Na Comissão de Constituição, Justiça e Cidadania do Senado, foi designada relatora da matéria a Senadora Lucia Vânia (PSDB-GO). Novamente a apreciação do projeto ficou à cargo de uma parlamentar filiada ao principal rival governista e, ainda assim, mais uma vez o parecer foi pela aprovação do projeto. O relatório foi seguido pela comissão, que decidiu também a favor do requerimento de tramitação em urgência da matéria no Senado, apresentado pela Senadora Serys Slhessarenko (PT-MT). Finalmente, em julho de 2006, a matéria foi aprovada em Plenário no Senado Federal, sendo sancionada pela Presidência da República em 07 de agosto de 2006.
Como foi apresentado, todo o processo legislativo de tramitação da Lei Maria da Penha – desde a elaboração no Executivo, até a análise, escrutínio e aprovação nas duas casas do Legislativo – foi protagonizado por mulheres. Isto reafirma o quanto é imediato resolvermos a questão da sub-representação feminina em cargos eletivos no Brasil. Ainda que tenham ocorrido avanços nos últimos anos, a legislatura eleita em 2022, que tem a maior representação feminina da história no Brasil, elegeu apenas 91 mulheres, isto é, 17,7% da Câmara, sendo que a proporção populacional de mulheres é de 51,5%.

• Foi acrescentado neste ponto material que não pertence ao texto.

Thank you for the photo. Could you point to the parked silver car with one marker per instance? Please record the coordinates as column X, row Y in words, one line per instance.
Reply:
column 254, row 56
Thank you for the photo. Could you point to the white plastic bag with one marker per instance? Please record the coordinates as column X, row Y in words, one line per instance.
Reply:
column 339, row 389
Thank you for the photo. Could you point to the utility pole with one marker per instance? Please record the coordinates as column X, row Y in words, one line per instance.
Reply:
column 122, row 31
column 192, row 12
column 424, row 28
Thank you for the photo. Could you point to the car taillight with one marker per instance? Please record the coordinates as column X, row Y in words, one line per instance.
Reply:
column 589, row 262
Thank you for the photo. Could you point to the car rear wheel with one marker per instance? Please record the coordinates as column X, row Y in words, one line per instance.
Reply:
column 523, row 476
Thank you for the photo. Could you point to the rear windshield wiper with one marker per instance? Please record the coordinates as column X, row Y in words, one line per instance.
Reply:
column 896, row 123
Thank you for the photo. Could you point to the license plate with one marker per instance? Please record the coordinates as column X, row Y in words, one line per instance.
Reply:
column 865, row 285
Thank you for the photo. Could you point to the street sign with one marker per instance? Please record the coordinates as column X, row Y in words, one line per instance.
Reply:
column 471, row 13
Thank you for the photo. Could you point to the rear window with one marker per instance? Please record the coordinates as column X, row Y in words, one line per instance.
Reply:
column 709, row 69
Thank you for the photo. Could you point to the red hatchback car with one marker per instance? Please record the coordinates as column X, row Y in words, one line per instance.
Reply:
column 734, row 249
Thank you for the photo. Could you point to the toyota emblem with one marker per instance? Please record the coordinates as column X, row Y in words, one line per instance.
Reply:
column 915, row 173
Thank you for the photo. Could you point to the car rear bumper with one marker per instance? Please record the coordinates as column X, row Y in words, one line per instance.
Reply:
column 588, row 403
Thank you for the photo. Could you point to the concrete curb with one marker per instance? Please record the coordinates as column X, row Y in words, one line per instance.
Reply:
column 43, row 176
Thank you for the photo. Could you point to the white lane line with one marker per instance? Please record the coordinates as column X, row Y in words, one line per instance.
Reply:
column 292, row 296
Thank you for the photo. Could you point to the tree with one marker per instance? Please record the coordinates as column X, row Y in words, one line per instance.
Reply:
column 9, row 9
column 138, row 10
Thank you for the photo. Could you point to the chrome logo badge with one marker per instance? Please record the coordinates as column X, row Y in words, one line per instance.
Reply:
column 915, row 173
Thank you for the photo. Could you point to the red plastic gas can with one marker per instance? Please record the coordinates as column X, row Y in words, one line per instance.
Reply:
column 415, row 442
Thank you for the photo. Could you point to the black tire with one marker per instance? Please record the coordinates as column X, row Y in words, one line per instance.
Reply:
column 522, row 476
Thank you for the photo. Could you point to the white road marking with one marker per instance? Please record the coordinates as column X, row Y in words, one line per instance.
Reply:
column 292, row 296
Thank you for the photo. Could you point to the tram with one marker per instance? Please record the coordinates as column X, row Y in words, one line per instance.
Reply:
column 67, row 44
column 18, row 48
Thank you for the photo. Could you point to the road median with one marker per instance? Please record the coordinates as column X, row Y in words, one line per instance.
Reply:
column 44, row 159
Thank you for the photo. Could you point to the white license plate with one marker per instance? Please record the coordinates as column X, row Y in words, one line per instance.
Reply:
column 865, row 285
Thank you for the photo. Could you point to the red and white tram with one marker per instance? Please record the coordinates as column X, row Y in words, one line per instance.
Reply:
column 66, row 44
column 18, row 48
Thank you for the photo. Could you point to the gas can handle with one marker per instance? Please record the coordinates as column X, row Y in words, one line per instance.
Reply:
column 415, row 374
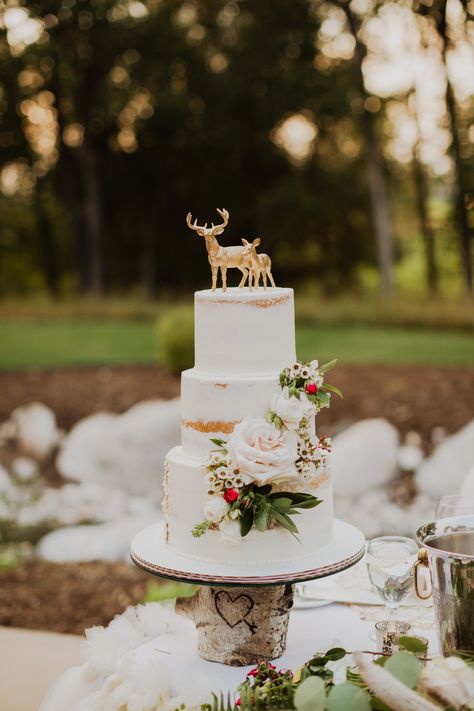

Portanto, as ações tomadas até aqui para reduzir a desigualdade de gênero em espaços de poder foram absolutamente insuficientes. E como, vimos, a sub-representação tem impactos concretos no que diz respeito aos direitos das mulheres. Assim, para além de datas simbólicas que são relevantes por nos lembrar o quanto temos a avançar, são necessárias ações que visem tornar o simbolismo cada vez mais memória de um passado que foi combatido e superado, e cada vez menos a realidade de um presente de violência e desigualdade que insistimos em manter.